Quote Originally Posted by Grimtina View Post
How do you not deliberately misunderstand me when you ignore my Japan example? OK, maybe you aren't able to transfer from one example to another. So here's an abstract.
I was sticking with the same example because it hasn't been resolved to anyone's satisfaction. If you're not familiar with the "Gish gallop", it's an argumentative strategy when someone tosses out a point and asks for someone else to refute it, then when that argument looks like it's not going the way they'd like they toss out another one, then another and another and another, and claims "victory" because the other person hasn't refuted all their points.

Not that I'm accusing you of doing that deliberately, but just ignoring a point and moving on and then accusing others of misunderstanding when they don't ignore the point isn't very good discussion etiquette.
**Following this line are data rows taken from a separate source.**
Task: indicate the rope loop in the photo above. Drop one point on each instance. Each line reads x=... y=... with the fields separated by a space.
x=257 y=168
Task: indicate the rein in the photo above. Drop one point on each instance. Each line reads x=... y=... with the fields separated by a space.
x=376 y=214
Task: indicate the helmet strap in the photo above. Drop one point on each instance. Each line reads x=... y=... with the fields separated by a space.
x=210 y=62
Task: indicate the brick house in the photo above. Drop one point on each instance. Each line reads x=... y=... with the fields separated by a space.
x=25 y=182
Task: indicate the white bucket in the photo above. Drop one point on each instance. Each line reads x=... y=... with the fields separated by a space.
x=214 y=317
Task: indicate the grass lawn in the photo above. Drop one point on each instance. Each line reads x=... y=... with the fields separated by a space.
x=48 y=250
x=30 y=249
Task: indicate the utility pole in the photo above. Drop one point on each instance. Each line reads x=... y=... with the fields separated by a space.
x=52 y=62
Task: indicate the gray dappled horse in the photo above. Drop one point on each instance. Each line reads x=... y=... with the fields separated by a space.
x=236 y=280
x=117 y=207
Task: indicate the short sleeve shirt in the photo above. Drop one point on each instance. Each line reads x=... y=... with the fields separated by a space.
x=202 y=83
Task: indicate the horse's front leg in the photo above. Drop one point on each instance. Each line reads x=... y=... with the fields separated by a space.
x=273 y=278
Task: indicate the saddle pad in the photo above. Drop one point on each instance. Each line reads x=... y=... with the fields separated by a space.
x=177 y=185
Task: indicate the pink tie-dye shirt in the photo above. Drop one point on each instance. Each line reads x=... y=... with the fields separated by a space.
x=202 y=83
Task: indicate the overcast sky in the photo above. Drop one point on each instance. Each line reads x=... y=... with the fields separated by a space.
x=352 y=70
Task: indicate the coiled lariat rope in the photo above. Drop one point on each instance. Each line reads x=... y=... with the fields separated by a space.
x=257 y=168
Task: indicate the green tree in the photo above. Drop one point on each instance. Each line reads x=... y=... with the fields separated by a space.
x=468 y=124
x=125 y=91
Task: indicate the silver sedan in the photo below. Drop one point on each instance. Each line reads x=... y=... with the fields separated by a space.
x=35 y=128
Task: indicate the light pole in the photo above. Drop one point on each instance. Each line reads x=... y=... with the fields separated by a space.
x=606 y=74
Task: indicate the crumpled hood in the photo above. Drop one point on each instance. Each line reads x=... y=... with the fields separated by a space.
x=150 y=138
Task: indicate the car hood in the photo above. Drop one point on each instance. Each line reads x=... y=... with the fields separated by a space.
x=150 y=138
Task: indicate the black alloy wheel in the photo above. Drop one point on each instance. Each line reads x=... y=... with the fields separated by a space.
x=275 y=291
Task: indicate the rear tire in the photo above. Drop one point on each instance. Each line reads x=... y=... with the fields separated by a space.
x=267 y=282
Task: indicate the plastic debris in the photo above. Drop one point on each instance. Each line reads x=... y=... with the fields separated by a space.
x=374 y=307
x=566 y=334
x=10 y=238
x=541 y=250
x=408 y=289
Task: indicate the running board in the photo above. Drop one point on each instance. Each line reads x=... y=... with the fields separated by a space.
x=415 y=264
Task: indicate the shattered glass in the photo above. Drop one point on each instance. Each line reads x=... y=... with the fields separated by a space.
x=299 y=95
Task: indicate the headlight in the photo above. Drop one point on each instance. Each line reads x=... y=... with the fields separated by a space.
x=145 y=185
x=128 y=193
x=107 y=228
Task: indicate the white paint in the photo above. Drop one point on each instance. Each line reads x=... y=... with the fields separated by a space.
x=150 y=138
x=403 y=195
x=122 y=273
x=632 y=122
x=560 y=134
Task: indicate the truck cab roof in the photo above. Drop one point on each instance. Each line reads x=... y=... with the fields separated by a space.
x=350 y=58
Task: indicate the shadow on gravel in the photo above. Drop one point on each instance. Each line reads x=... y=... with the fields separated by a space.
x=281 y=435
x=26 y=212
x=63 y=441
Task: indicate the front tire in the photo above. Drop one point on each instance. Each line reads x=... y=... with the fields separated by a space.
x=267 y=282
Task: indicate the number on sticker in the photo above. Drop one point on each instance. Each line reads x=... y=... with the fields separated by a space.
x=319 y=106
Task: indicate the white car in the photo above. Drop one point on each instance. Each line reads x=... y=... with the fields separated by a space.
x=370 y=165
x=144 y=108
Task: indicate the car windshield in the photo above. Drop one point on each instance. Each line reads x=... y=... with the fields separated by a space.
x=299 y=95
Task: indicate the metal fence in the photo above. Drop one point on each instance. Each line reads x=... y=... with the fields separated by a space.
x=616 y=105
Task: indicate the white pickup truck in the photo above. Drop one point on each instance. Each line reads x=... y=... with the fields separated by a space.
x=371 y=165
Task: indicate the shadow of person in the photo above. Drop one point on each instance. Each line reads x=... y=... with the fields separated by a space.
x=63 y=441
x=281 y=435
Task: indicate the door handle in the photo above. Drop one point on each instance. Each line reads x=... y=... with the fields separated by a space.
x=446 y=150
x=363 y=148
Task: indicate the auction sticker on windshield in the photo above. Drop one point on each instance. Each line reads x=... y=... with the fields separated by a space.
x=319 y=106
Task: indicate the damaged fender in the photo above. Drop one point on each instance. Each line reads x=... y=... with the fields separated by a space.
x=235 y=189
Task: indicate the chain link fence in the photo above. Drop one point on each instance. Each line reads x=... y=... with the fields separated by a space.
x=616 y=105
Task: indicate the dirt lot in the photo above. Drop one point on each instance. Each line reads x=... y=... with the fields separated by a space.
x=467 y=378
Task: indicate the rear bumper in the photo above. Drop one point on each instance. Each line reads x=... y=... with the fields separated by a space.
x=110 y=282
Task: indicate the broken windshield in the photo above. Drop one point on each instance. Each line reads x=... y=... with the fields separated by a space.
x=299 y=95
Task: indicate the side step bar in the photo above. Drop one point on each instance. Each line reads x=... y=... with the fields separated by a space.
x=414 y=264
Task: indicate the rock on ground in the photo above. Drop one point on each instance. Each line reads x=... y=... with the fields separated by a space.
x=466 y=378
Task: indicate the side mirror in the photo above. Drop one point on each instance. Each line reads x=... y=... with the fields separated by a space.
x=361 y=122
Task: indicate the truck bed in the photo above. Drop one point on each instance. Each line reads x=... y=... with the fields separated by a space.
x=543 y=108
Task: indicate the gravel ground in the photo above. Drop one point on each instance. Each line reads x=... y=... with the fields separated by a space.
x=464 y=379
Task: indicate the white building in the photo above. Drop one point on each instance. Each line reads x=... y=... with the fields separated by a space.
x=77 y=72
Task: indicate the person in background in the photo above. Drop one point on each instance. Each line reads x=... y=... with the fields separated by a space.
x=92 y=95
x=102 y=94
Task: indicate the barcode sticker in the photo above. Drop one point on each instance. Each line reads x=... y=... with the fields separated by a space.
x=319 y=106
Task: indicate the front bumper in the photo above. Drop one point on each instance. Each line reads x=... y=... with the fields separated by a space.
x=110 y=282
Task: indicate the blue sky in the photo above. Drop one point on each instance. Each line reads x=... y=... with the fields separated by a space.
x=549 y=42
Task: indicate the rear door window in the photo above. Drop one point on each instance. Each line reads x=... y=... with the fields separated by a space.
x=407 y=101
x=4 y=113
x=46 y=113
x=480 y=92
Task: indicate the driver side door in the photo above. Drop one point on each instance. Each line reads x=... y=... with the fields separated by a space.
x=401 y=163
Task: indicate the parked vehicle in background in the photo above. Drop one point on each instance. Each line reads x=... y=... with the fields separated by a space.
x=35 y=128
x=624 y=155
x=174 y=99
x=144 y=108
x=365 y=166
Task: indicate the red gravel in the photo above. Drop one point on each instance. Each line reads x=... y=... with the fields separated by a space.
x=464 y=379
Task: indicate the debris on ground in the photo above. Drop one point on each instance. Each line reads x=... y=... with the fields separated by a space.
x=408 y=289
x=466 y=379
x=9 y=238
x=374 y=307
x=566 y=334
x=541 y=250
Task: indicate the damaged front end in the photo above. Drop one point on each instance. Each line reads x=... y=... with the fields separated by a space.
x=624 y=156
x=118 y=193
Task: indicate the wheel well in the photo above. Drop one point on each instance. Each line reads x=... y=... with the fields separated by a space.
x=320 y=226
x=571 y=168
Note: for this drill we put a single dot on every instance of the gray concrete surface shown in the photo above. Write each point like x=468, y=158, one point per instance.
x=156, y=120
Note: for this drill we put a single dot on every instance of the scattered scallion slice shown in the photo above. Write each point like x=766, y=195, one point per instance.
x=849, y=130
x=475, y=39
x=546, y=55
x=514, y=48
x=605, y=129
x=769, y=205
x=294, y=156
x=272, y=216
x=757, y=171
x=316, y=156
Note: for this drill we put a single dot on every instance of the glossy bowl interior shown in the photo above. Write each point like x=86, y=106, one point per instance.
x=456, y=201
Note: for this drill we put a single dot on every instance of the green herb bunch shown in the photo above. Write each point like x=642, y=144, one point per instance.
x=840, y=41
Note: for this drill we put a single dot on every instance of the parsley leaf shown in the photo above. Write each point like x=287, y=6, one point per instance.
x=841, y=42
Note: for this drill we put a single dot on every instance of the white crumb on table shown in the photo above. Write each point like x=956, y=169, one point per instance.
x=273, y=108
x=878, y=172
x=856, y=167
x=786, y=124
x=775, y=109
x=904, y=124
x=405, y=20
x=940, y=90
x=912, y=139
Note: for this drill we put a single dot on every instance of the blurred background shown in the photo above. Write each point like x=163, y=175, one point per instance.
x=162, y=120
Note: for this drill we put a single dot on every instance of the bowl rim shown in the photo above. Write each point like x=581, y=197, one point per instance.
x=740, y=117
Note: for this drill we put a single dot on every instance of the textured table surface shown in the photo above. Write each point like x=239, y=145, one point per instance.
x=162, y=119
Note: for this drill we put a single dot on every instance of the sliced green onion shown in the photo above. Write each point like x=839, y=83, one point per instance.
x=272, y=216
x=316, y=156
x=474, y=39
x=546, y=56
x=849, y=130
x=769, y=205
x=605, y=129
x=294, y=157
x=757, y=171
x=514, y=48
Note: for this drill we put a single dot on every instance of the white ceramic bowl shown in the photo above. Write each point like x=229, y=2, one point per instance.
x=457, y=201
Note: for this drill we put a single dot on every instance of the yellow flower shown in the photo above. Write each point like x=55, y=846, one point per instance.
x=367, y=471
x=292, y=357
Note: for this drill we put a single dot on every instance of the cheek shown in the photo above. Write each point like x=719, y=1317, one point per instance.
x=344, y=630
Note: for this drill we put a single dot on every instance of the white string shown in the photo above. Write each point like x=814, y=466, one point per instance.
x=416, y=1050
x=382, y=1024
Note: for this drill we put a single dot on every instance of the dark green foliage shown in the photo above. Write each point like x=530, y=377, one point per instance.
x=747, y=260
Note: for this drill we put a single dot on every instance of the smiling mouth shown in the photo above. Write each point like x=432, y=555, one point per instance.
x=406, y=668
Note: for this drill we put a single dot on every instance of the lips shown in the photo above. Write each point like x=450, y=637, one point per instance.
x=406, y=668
Quote Originally Posted by Grimtina View Post
Ah yes, the infinite monkeys. *facepalm*
Dismissing statistics as "the infinite monkeys" is not productive when (A) dealing with large numbers of events usually requires statistical analysis to make sense of things, (B) it does a good job of explaining the seemingly inexplicable, and (C) you've already admitted that you're bad at math and therefore aren't at all unbiased in this area. Statistics works, the argument from incredulity doesn't.

Quote Originally Posted by Gnomvid View Post
Yes but not good enough to use as a base for any academic work, at least when I recently took some UNI courses here we were highly discouraged to use it as a base for any work we did as even 86% is not reliable enough.
Wikipedia cites its sources, which you can check if you're not certain of a quote's validity. Some of the opposition to Wikipedia by professors of more advanced classes makes sense (e.g. dropping the Adiabatic theorem on someone via Wikipedia is much more confusing than a textbook explanation), but for less complex subjects the opposition mostly seems to boil down to "It's not in a textbook, therefore it's unreliable" despite the fact that for such introductory material the Wikipedia version is usually essentially the same, if not more up-to-date and better explained.

For this debate in particular, I'd say citing Wikipedia for brief records of events, introductory science and mathematics, and basic logical reasoning is perfectly reasonable.